00:12:14.880 | Not an output that most faithfully represents the methodology actually used by GPT-4.
00:12:20.720 | Now for some people that might be good enough.
00:12:22.560 | At least we can see some reason
00:12:24.320 | in the reasoning steps that we can understand.
00:12:26.240 | Especially in an area like mathematics where we have some ground truth.

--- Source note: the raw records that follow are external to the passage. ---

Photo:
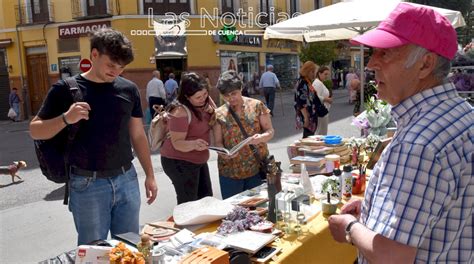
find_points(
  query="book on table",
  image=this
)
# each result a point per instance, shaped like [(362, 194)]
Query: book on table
[(248, 241), (308, 160), (233, 150)]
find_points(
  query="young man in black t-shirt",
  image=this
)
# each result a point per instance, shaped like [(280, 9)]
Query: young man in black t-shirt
[(104, 192)]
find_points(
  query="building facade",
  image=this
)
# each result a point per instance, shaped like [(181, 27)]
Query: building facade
[(42, 41)]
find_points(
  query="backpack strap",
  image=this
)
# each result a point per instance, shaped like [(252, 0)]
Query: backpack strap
[(77, 96)]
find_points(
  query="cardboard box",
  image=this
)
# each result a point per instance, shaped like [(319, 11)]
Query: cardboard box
[(92, 254)]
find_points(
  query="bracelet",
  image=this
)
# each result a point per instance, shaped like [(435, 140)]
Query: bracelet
[(64, 119), (348, 231)]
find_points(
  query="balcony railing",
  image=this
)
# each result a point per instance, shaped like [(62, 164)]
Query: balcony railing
[(83, 10), (34, 14)]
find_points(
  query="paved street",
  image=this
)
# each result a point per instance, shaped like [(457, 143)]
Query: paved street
[(35, 225)]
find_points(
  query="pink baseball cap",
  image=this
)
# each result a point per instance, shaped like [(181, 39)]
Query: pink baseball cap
[(418, 25)]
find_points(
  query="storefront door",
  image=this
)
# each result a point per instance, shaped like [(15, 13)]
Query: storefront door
[(38, 82), (4, 86)]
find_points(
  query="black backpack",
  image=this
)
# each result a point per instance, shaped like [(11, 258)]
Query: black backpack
[(53, 154)]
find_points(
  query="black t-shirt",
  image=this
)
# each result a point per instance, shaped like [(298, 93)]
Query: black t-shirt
[(103, 141)]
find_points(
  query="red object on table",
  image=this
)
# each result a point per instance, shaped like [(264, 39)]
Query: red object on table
[(358, 183)]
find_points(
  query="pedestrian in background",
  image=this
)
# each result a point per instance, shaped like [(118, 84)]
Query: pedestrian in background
[(14, 102), (241, 171), (185, 153), (351, 75), (269, 83), (171, 87), (155, 92), (419, 202), (103, 184), (324, 96), (306, 100)]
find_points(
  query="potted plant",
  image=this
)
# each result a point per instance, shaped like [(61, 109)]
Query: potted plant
[(330, 187)]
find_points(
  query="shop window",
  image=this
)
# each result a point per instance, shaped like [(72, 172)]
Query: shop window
[(317, 4), (84, 9), (96, 7), (34, 11), (68, 45), (266, 8), (160, 7), (294, 7)]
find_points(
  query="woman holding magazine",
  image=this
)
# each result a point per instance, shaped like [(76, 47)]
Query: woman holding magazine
[(185, 153), (240, 171)]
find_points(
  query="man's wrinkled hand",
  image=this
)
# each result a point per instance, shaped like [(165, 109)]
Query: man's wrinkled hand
[(151, 189)]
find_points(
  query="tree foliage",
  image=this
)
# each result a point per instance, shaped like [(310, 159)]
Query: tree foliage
[(319, 52)]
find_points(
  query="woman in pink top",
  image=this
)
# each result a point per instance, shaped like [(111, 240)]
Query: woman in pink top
[(184, 155)]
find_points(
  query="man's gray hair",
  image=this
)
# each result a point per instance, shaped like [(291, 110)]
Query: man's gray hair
[(442, 68), (228, 82)]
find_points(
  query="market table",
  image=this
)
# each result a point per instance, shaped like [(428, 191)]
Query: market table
[(314, 245)]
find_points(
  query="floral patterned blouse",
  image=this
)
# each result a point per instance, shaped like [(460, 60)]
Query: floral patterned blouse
[(244, 165)]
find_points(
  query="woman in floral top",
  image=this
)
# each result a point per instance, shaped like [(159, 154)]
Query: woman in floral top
[(240, 171), (306, 100)]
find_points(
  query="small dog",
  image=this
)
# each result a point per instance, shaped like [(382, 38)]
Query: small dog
[(12, 169)]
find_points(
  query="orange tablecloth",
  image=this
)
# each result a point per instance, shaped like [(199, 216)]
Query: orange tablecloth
[(314, 245)]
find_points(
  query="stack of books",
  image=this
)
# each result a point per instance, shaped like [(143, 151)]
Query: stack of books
[(314, 165)]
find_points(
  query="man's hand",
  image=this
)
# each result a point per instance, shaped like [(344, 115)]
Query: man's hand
[(256, 139), (337, 226), (151, 189), (352, 207), (77, 111)]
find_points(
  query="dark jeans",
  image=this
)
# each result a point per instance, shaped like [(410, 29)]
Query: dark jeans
[(191, 181), (153, 101), (269, 93)]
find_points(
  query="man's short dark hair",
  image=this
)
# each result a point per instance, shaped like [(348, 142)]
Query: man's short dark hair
[(113, 44), (228, 82)]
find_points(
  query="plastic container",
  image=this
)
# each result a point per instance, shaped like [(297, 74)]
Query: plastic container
[(332, 140), (333, 161)]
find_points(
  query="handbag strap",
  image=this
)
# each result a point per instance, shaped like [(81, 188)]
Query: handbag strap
[(244, 133)]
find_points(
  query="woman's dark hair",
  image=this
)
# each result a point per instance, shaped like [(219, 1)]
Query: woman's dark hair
[(113, 44), (321, 70), (191, 83)]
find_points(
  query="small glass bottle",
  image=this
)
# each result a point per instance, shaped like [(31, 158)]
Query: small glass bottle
[(337, 173), (346, 182), (145, 246)]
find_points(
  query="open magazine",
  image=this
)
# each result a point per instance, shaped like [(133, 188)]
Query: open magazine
[(233, 150)]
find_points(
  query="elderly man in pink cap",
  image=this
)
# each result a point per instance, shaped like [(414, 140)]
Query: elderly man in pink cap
[(418, 205)]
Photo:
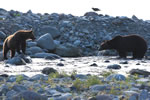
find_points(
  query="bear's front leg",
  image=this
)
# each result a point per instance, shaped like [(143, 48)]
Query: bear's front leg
[(23, 47), (18, 49), (12, 53)]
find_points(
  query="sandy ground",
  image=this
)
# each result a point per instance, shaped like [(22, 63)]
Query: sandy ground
[(82, 65)]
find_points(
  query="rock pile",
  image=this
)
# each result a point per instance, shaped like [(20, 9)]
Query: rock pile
[(82, 32)]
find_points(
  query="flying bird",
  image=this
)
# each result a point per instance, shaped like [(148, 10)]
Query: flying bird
[(96, 9)]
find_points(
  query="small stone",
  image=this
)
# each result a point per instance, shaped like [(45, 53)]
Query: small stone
[(94, 64), (48, 70), (123, 62), (114, 66), (117, 77)]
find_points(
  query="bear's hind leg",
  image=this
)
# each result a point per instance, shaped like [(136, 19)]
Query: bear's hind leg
[(23, 47), (12, 53), (122, 54)]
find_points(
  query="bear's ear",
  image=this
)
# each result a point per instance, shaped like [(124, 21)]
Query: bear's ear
[(118, 37), (104, 41)]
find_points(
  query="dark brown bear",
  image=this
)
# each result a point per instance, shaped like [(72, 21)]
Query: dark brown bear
[(123, 44), (17, 41)]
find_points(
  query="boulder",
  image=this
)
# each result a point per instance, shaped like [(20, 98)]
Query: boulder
[(35, 50), (139, 72), (27, 95), (46, 42), (44, 55), (49, 29), (68, 51), (117, 77), (48, 70), (2, 35)]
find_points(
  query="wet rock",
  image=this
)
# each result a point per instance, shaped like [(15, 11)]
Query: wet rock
[(67, 51), (11, 78), (124, 62), (104, 97), (38, 77), (16, 61), (52, 30), (66, 96), (60, 64), (117, 77), (52, 57), (3, 89), (2, 35), (114, 66), (48, 70), (97, 88), (139, 72), (19, 88), (43, 55), (27, 95), (91, 14), (144, 95), (46, 42), (94, 64), (35, 50), (11, 93)]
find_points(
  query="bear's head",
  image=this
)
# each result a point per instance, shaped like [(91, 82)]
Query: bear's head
[(105, 45), (31, 35)]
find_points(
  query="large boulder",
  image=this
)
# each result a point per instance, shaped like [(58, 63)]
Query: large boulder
[(52, 30), (27, 95), (68, 51), (46, 42)]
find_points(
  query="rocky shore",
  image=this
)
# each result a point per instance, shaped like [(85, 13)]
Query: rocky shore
[(62, 63), (78, 35)]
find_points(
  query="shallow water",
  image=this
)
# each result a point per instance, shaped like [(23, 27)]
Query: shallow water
[(81, 64)]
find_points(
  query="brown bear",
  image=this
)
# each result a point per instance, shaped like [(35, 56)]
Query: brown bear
[(17, 41), (129, 43)]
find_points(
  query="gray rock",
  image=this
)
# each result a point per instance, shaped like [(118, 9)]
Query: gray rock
[(140, 72), (38, 77), (143, 95), (44, 55), (11, 93), (114, 66), (91, 14), (2, 35), (3, 89), (62, 89), (46, 42), (66, 96), (133, 97), (97, 88), (19, 88), (52, 57), (11, 78), (68, 51), (16, 61), (35, 50), (117, 77), (27, 95), (52, 30), (81, 76), (104, 97), (48, 70)]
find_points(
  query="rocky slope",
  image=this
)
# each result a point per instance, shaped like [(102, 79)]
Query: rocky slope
[(84, 32)]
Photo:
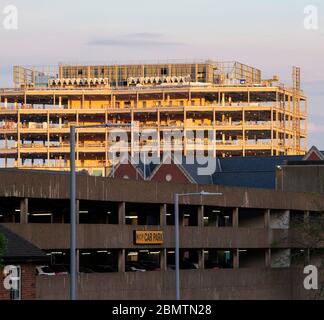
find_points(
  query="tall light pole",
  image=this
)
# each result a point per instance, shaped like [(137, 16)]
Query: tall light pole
[(177, 232), (73, 260)]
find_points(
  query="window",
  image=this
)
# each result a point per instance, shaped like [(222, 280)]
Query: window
[(164, 71), (15, 294)]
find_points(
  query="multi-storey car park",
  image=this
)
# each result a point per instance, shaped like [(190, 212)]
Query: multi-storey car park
[(243, 244), (229, 108)]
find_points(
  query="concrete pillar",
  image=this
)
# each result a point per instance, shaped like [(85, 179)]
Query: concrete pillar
[(181, 218), (236, 262), (78, 260), (24, 211), (121, 260), (267, 218), (201, 259), (77, 211), (200, 216), (163, 259), (268, 258), (235, 218), (163, 212), (121, 212)]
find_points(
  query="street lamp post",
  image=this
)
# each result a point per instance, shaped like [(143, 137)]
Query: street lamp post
[(73, 271), (177, 232)]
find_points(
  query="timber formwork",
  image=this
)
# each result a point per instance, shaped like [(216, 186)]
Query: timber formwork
[(226, 120)]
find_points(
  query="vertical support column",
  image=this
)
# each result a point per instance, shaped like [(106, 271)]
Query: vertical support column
[(243, 131), (235, 218), (268, 258), (236, 259), (121, 212), (201, 259), (48, 139), (271, 115), (77, 260), (77, 211), (163, 212), (163, 259), (267, 219), (23, 211), (121, 260), (200, 216), (18, 138)]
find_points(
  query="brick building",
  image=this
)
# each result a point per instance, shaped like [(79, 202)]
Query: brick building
[(23, 255)]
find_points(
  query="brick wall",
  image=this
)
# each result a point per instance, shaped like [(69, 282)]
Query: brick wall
[(28, 283)]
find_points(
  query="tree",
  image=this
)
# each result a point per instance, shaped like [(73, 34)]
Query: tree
[(3, 247), (306, 234)]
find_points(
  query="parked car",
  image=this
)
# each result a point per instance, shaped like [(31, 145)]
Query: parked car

00:12:29.920 | But it is interesting to me that they call the other approach outcome supervision.
00:12:33.840 | An approach that may reward an unaligned process and it being harder to scrutinize.
00:12:39.200 | But is it possible that the process reward model isn't just a more granular outcome reward model.
00:12:44.720 | Where the output is each step of the reasoning still pretty impossible to actually scrutinize.
00:12:50.480 | Well either way it seems we're pinning our hopes on this process
00:12:54.240 | oriented learning.
00:12:55.280 | This is from the website of Anthropic.
00:12:57.920 | They say we currently believe process oriented learning may be the most promising path to
00:13:03.120 | training safe and transparent systems up to and somewhat beyond human level capabilities.
00:13:08.960 | And let's end on this positive note from the head of alignment at OpenAI.
00:13:13.120 | He says this is positive evidence for the strategy of using process supervision to
00:13:17.520 | train a model to do alignment research.
00:13:19.920 | At least in that case we would get a model whose work we can check more easily.
00:13:24.160 | And that that model would be better at alignment research.
00:13:27.440 | I really hope so and I want to hear what you think.
00:13:30.560 | Thank you for watching all the way to the end.
00:13:32.880 | Have a wonderful day.